Faure a roulé dans la farine le juge Abalo Péchélibia et les protégés du général  tant en Côte d’Ivoire qu’au Burkina-Faso.

Si les rejetons du général Eyadema n’ont pas eu l’intelligence de lire Le Prince de Machiavel, il se raconte que Faure a tellement appris aux côtés de son père dictateur qu’il n’avait plus besoin de lire le livre, véritable bréviaire pour tout dictateur en herbe. Selon l’auteur italien, il y a trois règles que tout dictateur pratiquant devrait connaître :

Règle numéro un. Quand on capte le pouvoir, le premier devoir est d’écarter d’abord ceux qui vous ont fait Roi. Ceci permet d’avoir les coudées libres. On ne se sent plus redevable d’un nombre qui peut  toujours revenir et faire une révolution de palais bis.

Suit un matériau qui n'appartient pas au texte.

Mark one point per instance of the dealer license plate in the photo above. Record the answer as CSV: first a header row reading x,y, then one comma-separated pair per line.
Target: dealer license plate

Règle numéro deux. Prendre soins d’exposer devant le peuple les nouveaux prisonniers  comme des bandits, des hors la loi… Ceci permet de ne plus avoir à utiliser la force même quand on est absent de son pays.

Règle numéro trois. Imposer aux nouveaux prisonniers une mort lente, douce. Ceci n’attire pas les curieux regards que sont les journalistes et les organisations des droits de l’homme.

De son vivant, Eyadema avait eu à utiliser la méthode avec succès sur Antoine Meatchi et bien plus tard sur le  commandant  Narcisse Djoua Yoma sans compter beaucoup d’autres  qui ont laissé leurs peaux dans l’anonymat dans ce cynisme propre aux despotes nègres.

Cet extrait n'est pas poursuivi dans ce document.